La soledad y aislamiento de Sergio (Corrieri) es otro de mis motivos. Su actitud para con el contexto, en parte pasiva -y solo en parte porque cuando se asume una postura crítica ya se pierde pasividad, y Sergio lo hace con su pasado y presente-, provoca en mí identificación y, con ello, temor, al tiempo que ganas de adoptar siempre una postura inquietante ante la vida que me aleje del ostracismo interior y exterior. De una realidad que nos trae sin cuidado, pero al mismo tiempo nos inquieta, no se puede uno separar. Hay que formar parte de ella, ya se verá el modo de hacerlo.
Sergio escudriña el mundo a través de un telescopio físico y otro virtual y ello, a mi entender, resume el mensaje de la película: la conciencia individual siempre entrará en conflicto con una sociedad cambiante, y este es un fenómeno que ha existido y existirá siempre que haya transformación social.
Memorias… también me entristece porque me recuerda el deseo de Titón de que los espectadores fuésemos dialécticos. Hablar de la impresión de los filmes cubanos en el público sin un estudio de recepción como basamento es pura especulación. No obstante, me arriesgo y digo que hoy día nuestro cine no provoca espectadores dialécticos, así como al público ya no le interesa llenar las salas oscuras y luego formar intensos debates sobre el arte y su función social como antaño, porque el tiempo ha pasado y los intereses y las preocupaciones son otros. No es mi afán negar con este criterio la intención de la filmografía cubana actual de provocar la reflexión, pues existe, sobre todo en la concebida por los más jóvenes. Pero sin dudas en la Isla la comunión cine-espectador está quebrada, lo cual se debe, sin dudas también, a disímiles causas políticas, económicas y socioculturales que no me siento con la capacidad de enumerar ni el ánimo para intentarlo. Al menos no en este texto.
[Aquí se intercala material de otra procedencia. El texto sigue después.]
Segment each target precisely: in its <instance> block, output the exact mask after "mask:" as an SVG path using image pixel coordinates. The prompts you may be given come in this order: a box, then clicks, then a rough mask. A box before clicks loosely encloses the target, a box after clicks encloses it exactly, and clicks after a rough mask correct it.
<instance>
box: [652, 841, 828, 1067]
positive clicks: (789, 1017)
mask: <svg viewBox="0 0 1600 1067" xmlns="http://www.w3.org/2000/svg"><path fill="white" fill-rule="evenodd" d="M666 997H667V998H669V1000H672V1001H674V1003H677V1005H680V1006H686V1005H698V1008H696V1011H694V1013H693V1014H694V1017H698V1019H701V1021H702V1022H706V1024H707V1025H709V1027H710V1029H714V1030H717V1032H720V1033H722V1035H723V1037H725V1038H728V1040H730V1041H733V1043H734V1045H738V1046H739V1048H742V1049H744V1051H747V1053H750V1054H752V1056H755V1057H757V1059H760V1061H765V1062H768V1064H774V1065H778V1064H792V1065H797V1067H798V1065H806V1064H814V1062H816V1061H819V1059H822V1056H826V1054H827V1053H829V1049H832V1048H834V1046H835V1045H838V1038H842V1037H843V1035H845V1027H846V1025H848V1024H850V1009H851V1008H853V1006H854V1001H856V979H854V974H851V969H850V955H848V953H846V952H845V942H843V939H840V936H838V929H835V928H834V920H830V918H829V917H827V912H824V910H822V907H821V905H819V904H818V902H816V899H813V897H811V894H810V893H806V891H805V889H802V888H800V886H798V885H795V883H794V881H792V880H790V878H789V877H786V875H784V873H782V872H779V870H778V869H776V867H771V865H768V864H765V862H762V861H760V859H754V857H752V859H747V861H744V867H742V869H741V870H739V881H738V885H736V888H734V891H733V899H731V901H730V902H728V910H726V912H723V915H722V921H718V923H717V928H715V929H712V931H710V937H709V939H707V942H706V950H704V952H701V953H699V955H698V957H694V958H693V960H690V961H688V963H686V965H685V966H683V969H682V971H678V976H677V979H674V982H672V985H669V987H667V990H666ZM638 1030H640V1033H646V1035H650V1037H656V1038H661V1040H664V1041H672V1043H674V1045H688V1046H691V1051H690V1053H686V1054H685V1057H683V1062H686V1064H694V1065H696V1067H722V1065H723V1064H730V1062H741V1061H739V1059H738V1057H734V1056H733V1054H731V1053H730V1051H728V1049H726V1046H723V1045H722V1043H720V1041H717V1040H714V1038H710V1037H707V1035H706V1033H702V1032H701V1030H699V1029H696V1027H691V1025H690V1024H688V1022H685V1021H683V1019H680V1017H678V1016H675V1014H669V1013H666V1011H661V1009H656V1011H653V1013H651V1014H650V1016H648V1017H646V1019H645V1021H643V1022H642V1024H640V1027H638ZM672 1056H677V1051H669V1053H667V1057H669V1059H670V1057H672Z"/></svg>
Otro motivo es el hecho de invocarme todas las ocasiones en las que he oído hablar solo de esta cinta cuando se pregunta sobre cine cubano, fundamentalmente a cineastas y cinéfilos foráneos. Este motivo puede resultar paradójico dada la apología explícita e implícita que he hecho sobre la misma en las líneas anteriores. Pero precisamente su grandeza conduce a que (me) pregunte: ¿Acaso en todos estos años ningún otro filme la ha trascendido? ¿Acaso ningún otro ha sido capaz de ocupar su lugar en la superestructura de la nación e, incluso, de otros países?
Mientras he escrito, me he dado cuenta de que Memorias del subdesarrollo me entristece porque me recuerda herejías perdidas, herejías que anhelo y necesita el cine cubano, al que amo a pesar de todo. No obstante, el filme es tan bueno, al menos para mí, que en recompensa a la cuota de tristeza me regala también esperanza en uno de los monólogos interiores de Sergio. Ojalá algún día, como él, pueda decir: “Aquí todo sigue igual. Así, de pronto, parece una escenografía… una ciudad de cartón (…) Sin embargo, todo parece hoy tan distinto. ¿He cambiado yo o ha cambiado la ciudad?”.